Quando alguém é ex-publicitário, voluntário ou involuntário, a resposta correta é “não”: a propaganda é uma futilidade dispensável e nociva à sociedade. Podemos também tentar um passe-partout como “o mundo mudou” e confirmar que o capitalismo moderno criou ferramentas mais eficientes, baratas e automatizadas para convencer consumidores a comprar produtos e marcas. Podemos também dizer a essas pessoas saudosistas, mesmo as mal-humoradas, que os bons tempos se foram e que é melhor aprofundar-se nos criptometaversos-AI do momento, investir em psicodélicos ou aprender de cor mais uma palestra de alguma Amy Webb. Isso vai ser bom para ex-publicitários e melhor ainda para aqueles felizardos que ainda trabalham com propaganda ou marketing. De um lado, reforço positivo pela decisão de largar o filé, de outro, alívio sem rancor de se livrar do peso dos grandes “heróis” do passado.

Quando a pessoa é aspirante, a melhor resposta também é “não”: a propaganda é uma profissão difícil e que dá pouco dinheiro. E ainda podemos assustá-la dizendo que a propaganda envolve trabalhar mais do que os gurus do mindfulness aconselham e que está ensanduichada entre dois potentados decisórios, os anunciantes e os veículos – portanto, faz mal à vaidade, à beleza e à ambição ter que incorporar ideias fracas ou mecânicas à genialidade criativa. Os coitados que ainda tentam mostrar que boas ideias edificam a existência e que vendem apenas de modo acessório são sobreviventes, lutando com poucas armas contra a brutalidade das ferramentas automatizadas e a visão a curto prazo de quem paga a conta. Melhor não entrarem nesse antro de perversidade, exploração, futilidade e arrogância. Melhor também para o mercado, que tem pouca paciência e espaço para o turismo profissional.
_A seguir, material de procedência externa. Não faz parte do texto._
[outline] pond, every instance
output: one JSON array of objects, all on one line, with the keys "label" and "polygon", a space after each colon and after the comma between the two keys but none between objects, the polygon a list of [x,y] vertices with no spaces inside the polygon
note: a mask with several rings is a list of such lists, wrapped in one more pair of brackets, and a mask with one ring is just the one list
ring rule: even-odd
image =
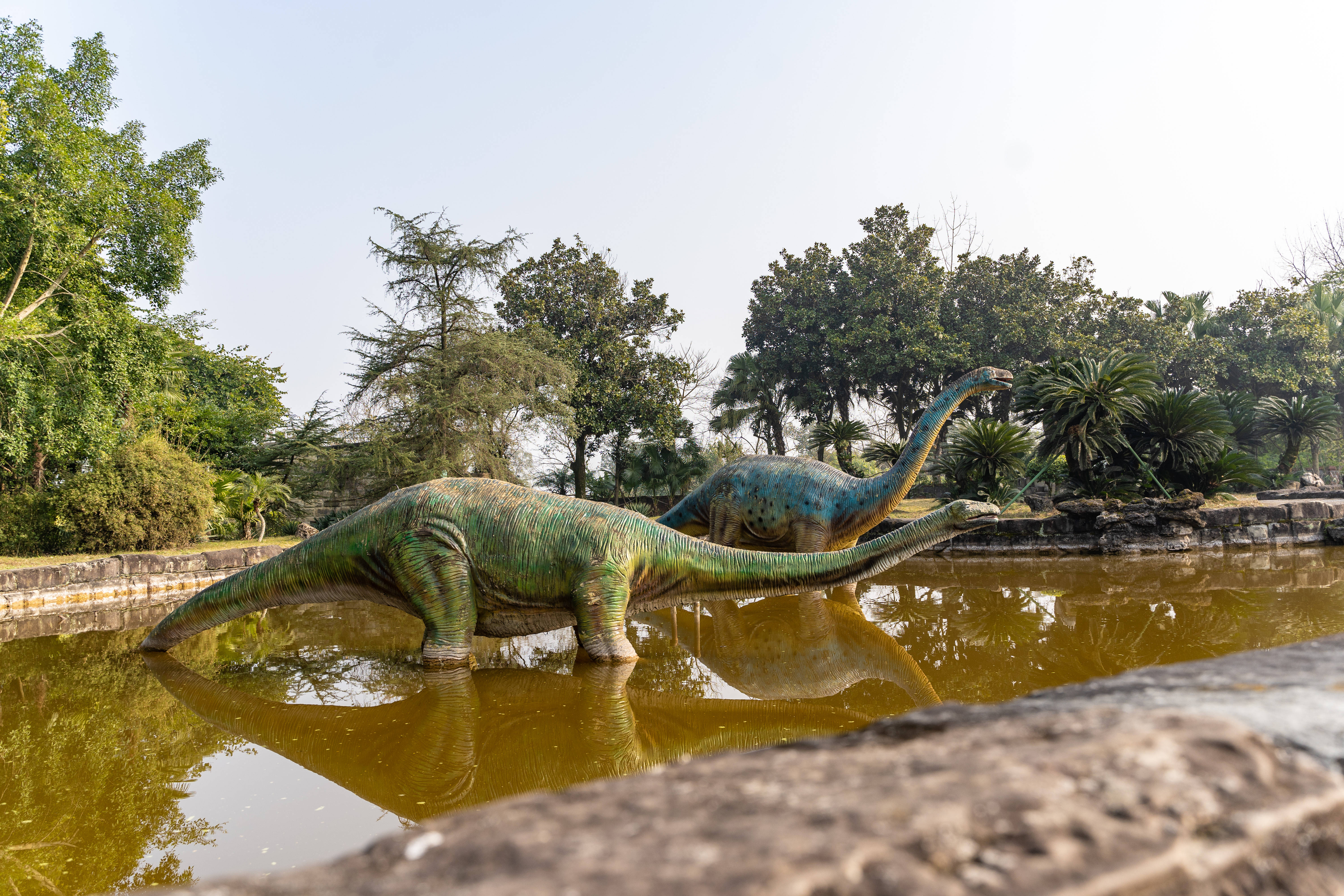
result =
[{"label": "pond", "polygon": [[538,787],[1344,631],[1344,548],[918,557],[856,595],[675,619],[632,619],[622,668],[575,665],[563,631],[426,672],[421,623],[367,603],[271,610],[148,662],[144,630],[0,643],[0,846],[50,844],[0,849],[0,889],[288,870]]}]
Finalmente, quando a pessoa sofreu alguma desilusão, grande ou pequena, deitada em um divã ou diante do espelho, a melhor resposta é “sim”: a propaganda sempre será uma missão crítica enquanto as marcas existirem no sistema capitalista que conhecemos. E “sim” de novo: os mecanismos automatizados de insistência, perseguição e interrupção – a convencidinha propaganda científica – podem estar cansando a beleza dos consumidores. Além disso, essas práticas, quando concentram todo o investimento, se provaram caras e ineficientes a longo prazo. “Sim”, pois – a menos que a gente volte muitas casas, venda produtos sem o verniz lúdico das marcas e mude para um sistema sem competição e no qual monopólios são a regra – a propaganda, a boa propaganda, é o que faz a diferença quando tudo comunica-se de forma triste, medíocre, vulgar ou simplória. E “sim”, porque é desafiador ser, todos os dias, há décadas, ameaçado por ferramentas que decretam o fim da boa ideia. É divertido ter uma boa ideia que contraria a ameaça. E, obviamente, “sim”, porque desafio e diversão são o que nutre, de energia, realização e dinheiro, a vida que vale a pena ser vivida.